How to use the duplicate remover
Paste your list into the box with one item per line and press Remove duplicates. The tool keeps the first time each line appears and discards every later repeat, then shows the cleaned list and a count of how many duplicates were removed. Toggle "ignore case" to treat "Apple" and "apple" as the same, "trim whitespace" to ignore leading and trailing spaces when comparing, "drop empty lines" to remove blanks, and "sort" to alphabetise the output. Copy the result with one click.
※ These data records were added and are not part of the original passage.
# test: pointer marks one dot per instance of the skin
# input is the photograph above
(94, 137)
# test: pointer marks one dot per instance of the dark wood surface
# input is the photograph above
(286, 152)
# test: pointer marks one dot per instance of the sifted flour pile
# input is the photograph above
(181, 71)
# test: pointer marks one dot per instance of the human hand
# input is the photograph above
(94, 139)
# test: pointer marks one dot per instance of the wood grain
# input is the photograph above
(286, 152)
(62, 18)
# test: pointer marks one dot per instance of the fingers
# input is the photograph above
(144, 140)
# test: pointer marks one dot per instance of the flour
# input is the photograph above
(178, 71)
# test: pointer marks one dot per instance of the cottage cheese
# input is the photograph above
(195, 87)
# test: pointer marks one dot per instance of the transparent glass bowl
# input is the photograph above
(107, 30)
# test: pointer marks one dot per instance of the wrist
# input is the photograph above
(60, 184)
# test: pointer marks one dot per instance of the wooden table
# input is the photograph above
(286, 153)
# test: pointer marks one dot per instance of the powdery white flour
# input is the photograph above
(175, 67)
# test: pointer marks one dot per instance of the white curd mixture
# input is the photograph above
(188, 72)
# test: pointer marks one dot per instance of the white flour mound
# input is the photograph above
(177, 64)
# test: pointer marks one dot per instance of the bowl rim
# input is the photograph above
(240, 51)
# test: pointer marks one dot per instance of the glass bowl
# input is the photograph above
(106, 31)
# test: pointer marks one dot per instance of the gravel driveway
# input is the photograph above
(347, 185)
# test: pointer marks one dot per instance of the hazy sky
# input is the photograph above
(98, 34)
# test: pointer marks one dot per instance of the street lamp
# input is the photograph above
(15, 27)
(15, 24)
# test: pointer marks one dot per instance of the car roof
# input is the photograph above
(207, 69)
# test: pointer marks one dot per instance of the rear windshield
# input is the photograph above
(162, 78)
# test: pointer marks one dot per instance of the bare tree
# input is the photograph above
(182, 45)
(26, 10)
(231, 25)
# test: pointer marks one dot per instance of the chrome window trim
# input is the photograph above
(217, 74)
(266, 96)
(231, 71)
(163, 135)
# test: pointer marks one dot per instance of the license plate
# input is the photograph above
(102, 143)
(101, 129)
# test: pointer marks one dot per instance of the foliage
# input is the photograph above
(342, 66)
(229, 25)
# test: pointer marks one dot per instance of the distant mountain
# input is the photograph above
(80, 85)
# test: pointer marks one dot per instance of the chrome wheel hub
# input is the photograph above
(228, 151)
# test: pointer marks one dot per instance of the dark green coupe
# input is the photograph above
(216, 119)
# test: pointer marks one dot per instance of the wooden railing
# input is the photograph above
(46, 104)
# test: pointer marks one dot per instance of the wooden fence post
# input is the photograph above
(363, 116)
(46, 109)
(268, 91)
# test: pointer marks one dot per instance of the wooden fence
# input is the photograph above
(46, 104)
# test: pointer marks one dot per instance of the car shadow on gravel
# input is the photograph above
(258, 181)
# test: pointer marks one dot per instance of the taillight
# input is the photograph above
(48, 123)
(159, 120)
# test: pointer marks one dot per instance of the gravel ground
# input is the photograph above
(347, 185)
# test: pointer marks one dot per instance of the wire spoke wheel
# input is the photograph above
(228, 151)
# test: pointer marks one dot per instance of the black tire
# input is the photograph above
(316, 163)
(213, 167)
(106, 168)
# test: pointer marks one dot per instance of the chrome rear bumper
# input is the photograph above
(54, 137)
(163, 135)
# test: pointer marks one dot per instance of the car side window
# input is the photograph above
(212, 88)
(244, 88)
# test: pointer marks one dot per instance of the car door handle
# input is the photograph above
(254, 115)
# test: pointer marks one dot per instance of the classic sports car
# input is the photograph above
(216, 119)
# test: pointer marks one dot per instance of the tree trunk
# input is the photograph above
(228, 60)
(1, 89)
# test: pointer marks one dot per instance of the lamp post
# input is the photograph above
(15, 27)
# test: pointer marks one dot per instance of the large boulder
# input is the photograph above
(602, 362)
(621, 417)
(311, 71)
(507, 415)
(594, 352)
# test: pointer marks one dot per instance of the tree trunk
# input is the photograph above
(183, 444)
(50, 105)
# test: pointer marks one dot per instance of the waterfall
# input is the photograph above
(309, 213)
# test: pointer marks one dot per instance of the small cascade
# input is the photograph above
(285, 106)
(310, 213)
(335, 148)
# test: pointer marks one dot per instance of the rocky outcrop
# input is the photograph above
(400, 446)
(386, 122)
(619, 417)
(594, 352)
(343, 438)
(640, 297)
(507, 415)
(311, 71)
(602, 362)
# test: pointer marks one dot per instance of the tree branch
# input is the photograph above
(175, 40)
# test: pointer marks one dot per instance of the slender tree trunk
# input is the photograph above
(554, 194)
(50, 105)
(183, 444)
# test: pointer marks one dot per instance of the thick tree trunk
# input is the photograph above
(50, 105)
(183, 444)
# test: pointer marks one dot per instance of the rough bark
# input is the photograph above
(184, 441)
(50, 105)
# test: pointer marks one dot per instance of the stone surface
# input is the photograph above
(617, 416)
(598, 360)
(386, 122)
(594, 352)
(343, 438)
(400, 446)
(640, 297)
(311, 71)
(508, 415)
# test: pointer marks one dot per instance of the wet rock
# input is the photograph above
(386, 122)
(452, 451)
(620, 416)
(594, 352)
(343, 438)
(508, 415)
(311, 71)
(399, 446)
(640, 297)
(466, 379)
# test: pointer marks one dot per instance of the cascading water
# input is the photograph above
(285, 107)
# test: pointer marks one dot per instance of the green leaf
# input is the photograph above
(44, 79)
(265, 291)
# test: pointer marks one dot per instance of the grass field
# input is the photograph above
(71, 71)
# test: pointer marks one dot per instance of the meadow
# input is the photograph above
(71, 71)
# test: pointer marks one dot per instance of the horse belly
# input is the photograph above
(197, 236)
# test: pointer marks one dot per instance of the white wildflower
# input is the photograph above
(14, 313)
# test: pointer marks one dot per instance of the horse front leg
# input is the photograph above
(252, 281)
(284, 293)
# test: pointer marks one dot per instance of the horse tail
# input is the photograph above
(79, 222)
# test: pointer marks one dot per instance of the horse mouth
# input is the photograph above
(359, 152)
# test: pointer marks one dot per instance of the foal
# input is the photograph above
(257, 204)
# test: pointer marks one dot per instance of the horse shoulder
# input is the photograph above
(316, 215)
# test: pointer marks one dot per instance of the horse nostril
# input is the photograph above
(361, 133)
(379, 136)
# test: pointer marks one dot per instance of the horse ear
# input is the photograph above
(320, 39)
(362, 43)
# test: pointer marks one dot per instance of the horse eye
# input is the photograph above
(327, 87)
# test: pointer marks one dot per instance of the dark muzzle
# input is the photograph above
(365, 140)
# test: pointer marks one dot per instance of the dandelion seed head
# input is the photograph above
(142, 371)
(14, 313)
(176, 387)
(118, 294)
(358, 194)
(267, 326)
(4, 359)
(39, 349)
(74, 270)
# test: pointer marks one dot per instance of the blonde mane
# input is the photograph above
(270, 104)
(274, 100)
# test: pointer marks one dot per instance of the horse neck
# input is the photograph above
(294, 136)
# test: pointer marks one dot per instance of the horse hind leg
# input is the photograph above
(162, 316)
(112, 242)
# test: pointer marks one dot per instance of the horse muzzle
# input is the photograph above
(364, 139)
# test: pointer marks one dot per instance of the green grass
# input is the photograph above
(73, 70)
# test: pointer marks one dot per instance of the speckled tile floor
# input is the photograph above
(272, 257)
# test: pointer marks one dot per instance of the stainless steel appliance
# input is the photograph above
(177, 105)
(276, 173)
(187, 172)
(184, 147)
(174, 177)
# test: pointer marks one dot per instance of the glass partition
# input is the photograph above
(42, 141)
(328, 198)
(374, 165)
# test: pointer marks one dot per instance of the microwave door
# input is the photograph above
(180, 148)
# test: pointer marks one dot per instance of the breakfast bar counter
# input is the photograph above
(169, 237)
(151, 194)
How duplicate detection works
The tool reads your list top to bottom and remembers every line it has already seen. When it meets a line it has seen before, it skips it; otherwise it keeps it and records it. This "first occurrence wins" approach preserves your original order, which matters when the sequence carries meaning — a priority list, for instance. The comparison respects your options: with "ignore case" on, it compares a lowercased version of each line, and with "trim" on, it strips surrounding spaces before comparing, so lines that differ only in capitalisation or padding are correctly treated as duplicates.
Common cleanup jobs
Marketers dedupe email and subscriber lists so nobody gets the same message twice. SEO specialists clean keyword exports where the same term appears dozens of times across grouped reports. Developers strip duplicate lines from log files, config lists, and data dumps. Anyone merging two spreadsheets or contact lists ends up with duplicates at the seam, and this tool removes them in one pass. Researchers deduplicate survey responses or reference lists. The common thread is any situation where a list has grown by copy-and-paste or by combining sources and now contains repeats you need gone.
Tips and cautions
Turn on "trim whitespace" whenever your list came from a spreadsheet or a copy-paste, because invisible trailing spaces are the most common reason two seemingly identical lines are not detected as duplicates. Use "ignore case" for things like email addresses and names where capitalisation is not meaningful, but leave it off for case-sensitive data like passwords or codes. Be aware that this removes exact-line duplicates, not near-duplicates — "John Smith" and "Jon Smith" are different lines and both survive. If order does not matter, switch on sorting to get a clean alphabetical list, which also makes any remaining near-duplicates easy to spot by eye.